What makes the movie kick ass isn’t the outlandish (though respectably Lovecraftian) plot, but the impressive production design throughout the movie. The makeup effects and creature design are a pure riot. The set design of Midian’s underground is perfectly reminescent of the wonders of the Ewok village in Return of the Jedi. There is a very solid scene in which Lori, Boone’s girlfriend, arrives at Midian in search of her recently undead love and begins an Alice in Wonderland journey through the bowels of the city, bumping into all kinds of amazing mutants left and right. This movie is worth checking out simply for all the love that went into designing everything in the movie. I’m sure the budget wasn’t huge, but they clearly knew what they were doing and bled every penny dry and really got their dollar’s worth throughout the production.

Midian.

Everybody looks awesome in the movie. Everything and everybody feels unique and true to the movie. Plus, Decker’s serial killer mask looks remarkably like that of the Scarecrow’s in Batman Begins:

The movie isn’t without its flaws. The motivation for Decker being so obsessed with killing the freaks is never really explained. Why Boone began having dreams of the horrors in Midian is never even touched upon, but then again this is the most Lovecraftian device in the plot and ole’ H.P. never gave explainations as to why his characters had glimpses of the beyond. All minor details that you really don’t care about when it comes to something so out there and fantastical as Nightbreed is.

This is the kind of movie I wish I had seen as a kid.

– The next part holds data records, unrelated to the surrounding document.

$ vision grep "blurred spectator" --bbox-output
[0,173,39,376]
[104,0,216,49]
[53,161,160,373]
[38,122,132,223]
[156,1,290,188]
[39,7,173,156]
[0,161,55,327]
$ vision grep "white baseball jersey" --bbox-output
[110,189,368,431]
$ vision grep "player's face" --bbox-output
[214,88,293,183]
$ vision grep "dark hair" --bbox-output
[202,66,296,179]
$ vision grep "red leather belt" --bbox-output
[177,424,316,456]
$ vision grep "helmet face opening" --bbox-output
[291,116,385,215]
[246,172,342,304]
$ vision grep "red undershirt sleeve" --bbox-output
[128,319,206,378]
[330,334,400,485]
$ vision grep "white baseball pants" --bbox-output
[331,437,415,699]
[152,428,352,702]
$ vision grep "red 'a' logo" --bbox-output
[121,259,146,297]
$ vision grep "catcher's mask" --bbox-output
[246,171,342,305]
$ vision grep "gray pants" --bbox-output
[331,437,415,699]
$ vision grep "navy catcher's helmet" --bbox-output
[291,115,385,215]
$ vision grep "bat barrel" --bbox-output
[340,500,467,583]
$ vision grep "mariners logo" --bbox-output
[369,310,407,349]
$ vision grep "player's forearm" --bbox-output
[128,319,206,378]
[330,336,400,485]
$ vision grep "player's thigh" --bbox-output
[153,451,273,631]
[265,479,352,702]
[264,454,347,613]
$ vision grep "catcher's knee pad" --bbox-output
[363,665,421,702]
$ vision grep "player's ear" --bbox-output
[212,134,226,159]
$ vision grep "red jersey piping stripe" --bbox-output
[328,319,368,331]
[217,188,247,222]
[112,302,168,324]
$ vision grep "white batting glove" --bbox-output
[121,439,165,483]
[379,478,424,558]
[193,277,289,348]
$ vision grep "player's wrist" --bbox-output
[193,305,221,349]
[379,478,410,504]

I’d of fallen in love with it. But alas, I didn’t and I’ll have to settle with watching it as a 20 year old and being reminded of the imagination I had when I was 8. Though, this is still a Clive Barker movie, so I doubt I’d of ever imagined a man carving off his face as a kid.


rss 3 comments
  1. Jason
    March 14th, 2006 | 1:50 pm | #1

    I recently discovered this when I purchased it on DVD. It’s really an amazing motion picture, but the sad thing is we didn’t see all that Clive Barker had to offer. I’ve read in interviews of him where he mentions that the studio made him change things and cut a lot of the movie out. The studio wanted another “Hellraiser” - the Midians, or whatever they’re called, are not supposed to be as wicked and diabolical as the cenobites, but the studio wanted this, so a lot of stuff about the Midians was cut. Clive wants to go into the studio vault to search for the deleted scenes for a special edition DVD.

  2. March 14th, 2006 | 2:30 pm | #2

    Man, I had no idea about its production woes. Now that you mention it, I can see where the movie was drawn astray, but it still kicks a lot of fun ass.

    I’ll have to keep my eye out for some DVD news if Clive can actually pull that together. That’d be awesome. :)

  3. Fred
    September 20th, 2006 | 11:38 am | #3

    Come on how could u forget Arachniphobia!! None the less Clive Barker Rules!!!